This is an automated email from the ASF dual-hosted git repository.
czweng pushed a commit to branch master
in repository https://gitbox.apache.org/repos/asf/paimon.git
The following commit(s) were added to refs/heads/master by this push:
new 73134594aa [metrics] Add total file size metrics of active buckets for
primary key tables (#5158)
73134594aa is described below
commit 73134594aa3b11c8d9f339ee99452767fde055c0
Author: tsreaper <[email protected]>
AuthorDate: Thu Feb 27 16:47:51 2025 +0800
[metrics] Add total file size metrics of active buckets for primary key
tables (#5158)
This closes #5158.
---
docs/content/maintenance/metrics.md | 10 +++
.../java/org/apache/paimon/mergetree/Levels.java | 5 ++
.../mergetree/compact/MergeTreeCompactManager.java | 9 ++-
.../paimon/operation/AbstractFileStoreWrite.java | 5 ++
.../operation/metrics/CompactionMetrics.java | 19 +++++
.../operation/metrics/CompactionMetricsTest.java | 94 ++++++++++++++++++++++
6 files changed, 138 insertions(+), 4 deletions(-)
diff --git a/docs/content/maintenance/metrics.md
b/docs/content/maintenance/metrics.md
index 2c3067267f..80c82268a1 100644
--- a/docs/content/maintenance/metrics.md
+++ b/docs/content/maintenance/metrics.md
@@ -279,6 +279,16 @@ Below is lists of Paimon built-in metrics.
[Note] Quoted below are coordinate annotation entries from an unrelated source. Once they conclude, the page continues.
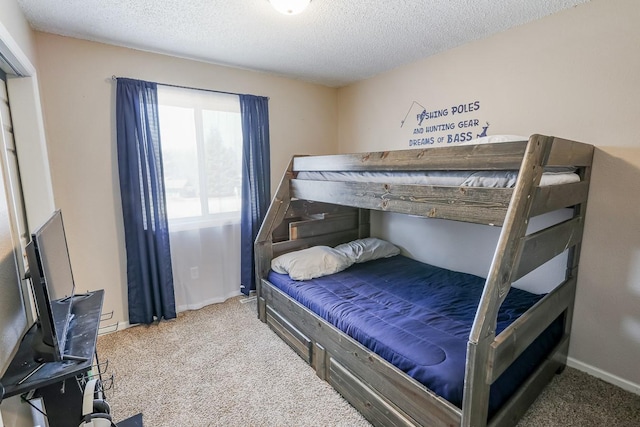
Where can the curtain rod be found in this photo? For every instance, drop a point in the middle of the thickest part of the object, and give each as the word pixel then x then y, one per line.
pixel 115 78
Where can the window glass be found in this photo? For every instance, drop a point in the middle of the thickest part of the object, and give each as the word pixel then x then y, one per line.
pixel 201 138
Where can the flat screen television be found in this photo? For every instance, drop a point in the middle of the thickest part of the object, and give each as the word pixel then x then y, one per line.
pixel 53 288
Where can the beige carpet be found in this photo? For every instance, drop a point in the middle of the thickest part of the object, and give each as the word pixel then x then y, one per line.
pixel 221 366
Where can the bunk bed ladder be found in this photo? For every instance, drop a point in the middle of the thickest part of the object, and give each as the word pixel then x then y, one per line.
pixel 475 403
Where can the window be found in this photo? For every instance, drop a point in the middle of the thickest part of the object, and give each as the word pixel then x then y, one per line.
pixel 201 138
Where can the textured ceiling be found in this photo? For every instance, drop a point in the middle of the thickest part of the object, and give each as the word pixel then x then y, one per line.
pixel 333 42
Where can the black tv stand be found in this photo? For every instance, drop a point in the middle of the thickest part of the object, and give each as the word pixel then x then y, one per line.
pixel 56 382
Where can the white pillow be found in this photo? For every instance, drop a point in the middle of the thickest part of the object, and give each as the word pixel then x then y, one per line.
pixel 492 139
pixel 370 248
pixel 310 263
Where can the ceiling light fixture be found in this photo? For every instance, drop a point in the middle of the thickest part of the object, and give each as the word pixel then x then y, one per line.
pixel 290 7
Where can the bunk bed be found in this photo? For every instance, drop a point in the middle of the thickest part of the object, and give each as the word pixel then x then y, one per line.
pixel 321 203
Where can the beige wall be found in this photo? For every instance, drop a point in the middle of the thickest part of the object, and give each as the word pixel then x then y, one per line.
pixel 575 75
pixel 79 107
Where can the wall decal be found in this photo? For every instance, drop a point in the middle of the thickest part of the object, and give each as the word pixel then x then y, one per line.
pixel 445 125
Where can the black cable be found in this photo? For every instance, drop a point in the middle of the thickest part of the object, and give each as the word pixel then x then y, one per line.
pixel 24 399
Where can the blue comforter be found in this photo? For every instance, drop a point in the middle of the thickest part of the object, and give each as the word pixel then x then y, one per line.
pixel 418 317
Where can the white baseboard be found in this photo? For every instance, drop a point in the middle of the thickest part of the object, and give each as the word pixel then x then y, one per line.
pixel 201 304
pixel 603 375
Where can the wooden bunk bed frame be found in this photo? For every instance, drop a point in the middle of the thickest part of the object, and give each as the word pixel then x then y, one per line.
pixel 307 213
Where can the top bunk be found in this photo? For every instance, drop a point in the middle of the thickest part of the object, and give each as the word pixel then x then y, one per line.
pixel 472 183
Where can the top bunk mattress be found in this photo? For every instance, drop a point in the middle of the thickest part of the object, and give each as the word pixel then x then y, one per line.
pixel 418 318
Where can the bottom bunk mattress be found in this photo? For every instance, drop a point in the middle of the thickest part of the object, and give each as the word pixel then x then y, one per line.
pixel 418 318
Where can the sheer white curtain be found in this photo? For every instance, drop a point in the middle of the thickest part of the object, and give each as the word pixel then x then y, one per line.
pixel 201 137
pixel 206 264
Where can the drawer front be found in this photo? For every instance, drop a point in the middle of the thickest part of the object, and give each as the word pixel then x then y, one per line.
pixel 366 400
pixel 292 336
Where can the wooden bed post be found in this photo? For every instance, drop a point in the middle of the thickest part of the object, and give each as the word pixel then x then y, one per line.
pixel 263 251
pixel 475 404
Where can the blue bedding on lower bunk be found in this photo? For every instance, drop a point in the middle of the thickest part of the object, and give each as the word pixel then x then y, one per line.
pixel 418 317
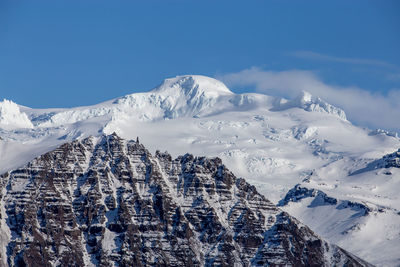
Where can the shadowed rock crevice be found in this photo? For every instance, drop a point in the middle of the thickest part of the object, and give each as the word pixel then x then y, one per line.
pixel 109 202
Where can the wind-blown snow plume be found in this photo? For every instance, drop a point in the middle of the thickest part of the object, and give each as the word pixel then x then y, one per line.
pixel 373 110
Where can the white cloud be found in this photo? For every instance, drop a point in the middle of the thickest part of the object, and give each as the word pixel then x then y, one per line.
pixel 358 61
pixel 362 107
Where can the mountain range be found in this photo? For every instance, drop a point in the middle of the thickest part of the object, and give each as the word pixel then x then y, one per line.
pixel 303 154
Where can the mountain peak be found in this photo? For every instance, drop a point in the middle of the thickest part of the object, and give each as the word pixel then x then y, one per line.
pixel 11 116
pixel 310 103
pixel 193 85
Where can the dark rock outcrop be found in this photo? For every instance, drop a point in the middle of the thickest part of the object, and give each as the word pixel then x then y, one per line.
pixel 109 202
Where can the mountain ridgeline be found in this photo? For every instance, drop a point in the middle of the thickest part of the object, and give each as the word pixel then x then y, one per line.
pixel 105 201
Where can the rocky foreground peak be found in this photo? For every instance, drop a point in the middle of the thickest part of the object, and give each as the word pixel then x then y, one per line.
pixel 109 202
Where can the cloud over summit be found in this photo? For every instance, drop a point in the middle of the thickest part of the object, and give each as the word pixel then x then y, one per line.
pixel 364 108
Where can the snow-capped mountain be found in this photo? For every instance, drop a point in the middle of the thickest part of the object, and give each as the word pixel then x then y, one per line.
pixel 273 143
pixel 109 202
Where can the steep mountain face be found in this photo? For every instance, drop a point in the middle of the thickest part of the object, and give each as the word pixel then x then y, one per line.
pixel 274 143
pixel 108 202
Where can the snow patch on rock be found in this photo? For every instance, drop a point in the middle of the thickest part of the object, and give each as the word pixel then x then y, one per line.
pixel 309 103
pixel 11 116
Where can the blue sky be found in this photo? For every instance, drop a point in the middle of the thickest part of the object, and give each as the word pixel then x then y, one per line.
pixel 71 53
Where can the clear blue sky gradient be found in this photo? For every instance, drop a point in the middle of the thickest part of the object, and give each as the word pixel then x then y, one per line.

They are
summarized into types of sca
<td>Gauge</td>
<td>The average output file size for this task's compaction.</td>
</tr>
+ <tr>
+ <td>maxTotalFileSize</td>
+ <td>Gauge</td>
+ <td>The maximum total file size of an active (currently being
written) bucket.</td>
+ </tr>
+ <tr>
+ <td>avgTotalFileSize</td>
+ <td>Gauge</td>
+ <td>The average total file size of all active (currently being
written) buckets.</td>
+ </tr>
</tbody>
</table>
diff --git a/paimon-core/src/main/java/org/apache/paimon/mergetree/Levels.java
b/paimon-core/src/main/java/org/apache/paimon/mergetree/Levels.java
index 350b693dbf..ea46c841ac 100644
--- a/paimon-core/src/main/java/org/apache/paimon/mergetree/Levels.java
+++ b/paimon-core/src/main/java/org/apache/paimon/mergetree/Levels.java
@@ -133,6 +133,11 @@ public class Levels {
return level0.isEmpty() ? -1 : 0;
}
+ public long totalFileSize() {
+ return level0.stream().mapToLong(DataFileMeta::fileSize).sum()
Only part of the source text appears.